I would like to say that it was all because of my mom’s cancer, or the drama of modern existence, but the truth is that while both of those things were definitely factors in this project having been put on ice, along with sick children, 12 years of backlogged house work, a side project for a friend making a choose your own adventure type app/story called Player One: Adventure, not to mention continuing to slog though the editing process of a first novel, mostly I stopped because I was scared and I was tired. The tired part I attribute to all of the above and then some. But the scared part I really had to own myself. I was, as many writers are, afraid that no one would like what I had to say, that it would not be good enough to publish and therefore not worth putting out there into the world. But then, in a brief moment of what I think can be called clarity, I realized something… SO WHAT!? And while I would like to tell you that that was it, and I was off to the races, it was still not quite enough.

It really wasn’t until my husband handed me a guilt sandwich with a side of irony thrown in unknowingly by one of his sisters, that I finally committed myself to doing so.
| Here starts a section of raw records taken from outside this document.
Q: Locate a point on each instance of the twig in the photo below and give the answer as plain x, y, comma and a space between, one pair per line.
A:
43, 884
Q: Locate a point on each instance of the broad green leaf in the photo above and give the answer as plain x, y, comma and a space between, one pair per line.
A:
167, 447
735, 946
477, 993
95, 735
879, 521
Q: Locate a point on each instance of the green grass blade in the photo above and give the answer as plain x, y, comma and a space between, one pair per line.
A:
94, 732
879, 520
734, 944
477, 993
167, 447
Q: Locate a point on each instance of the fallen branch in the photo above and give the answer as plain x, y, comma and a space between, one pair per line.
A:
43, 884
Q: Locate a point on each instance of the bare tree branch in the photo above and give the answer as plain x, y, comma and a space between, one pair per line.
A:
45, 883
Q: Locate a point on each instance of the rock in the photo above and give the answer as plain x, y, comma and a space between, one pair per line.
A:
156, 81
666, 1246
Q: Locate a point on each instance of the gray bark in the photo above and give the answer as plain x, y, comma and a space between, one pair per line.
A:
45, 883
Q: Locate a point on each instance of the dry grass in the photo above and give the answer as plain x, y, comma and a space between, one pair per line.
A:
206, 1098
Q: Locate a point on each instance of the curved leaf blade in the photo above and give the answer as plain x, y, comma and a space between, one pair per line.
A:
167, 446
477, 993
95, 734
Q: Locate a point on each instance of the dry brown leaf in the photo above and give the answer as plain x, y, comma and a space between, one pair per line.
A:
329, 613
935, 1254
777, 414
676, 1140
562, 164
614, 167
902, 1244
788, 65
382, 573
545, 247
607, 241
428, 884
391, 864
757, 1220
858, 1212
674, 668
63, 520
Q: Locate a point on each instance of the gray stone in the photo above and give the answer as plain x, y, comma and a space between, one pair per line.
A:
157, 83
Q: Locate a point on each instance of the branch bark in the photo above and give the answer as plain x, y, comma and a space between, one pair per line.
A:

And what was it you ask that could possibly pull this reticent turtle from the depths of her protective shell of non-doing?

  1. The guilt: My husband cunningly (and carefully) asked me how we could expect the children to be brave enough to take risks and follow their dreams if I wasn’t willing to follow my own advice, or my own dreams. Ouch!
  2. The side of irony: A well meaning, and even more well timed email containing only a link to Leo Babauta’s article: How to Overcome the Fear of Sharing Your Writing in Public.

So here I sit, typing this out, still worried that it is going to fall short of what I would like it to be, but pleased to finally say that at least I tried, and that hopefully, in time, I will improve and this will eventually become what I hoped it could be. Perhaps, in time, I will even be brave enough to show it to someone else. But for now, sending it into the anonymous void of the Internet will suffice.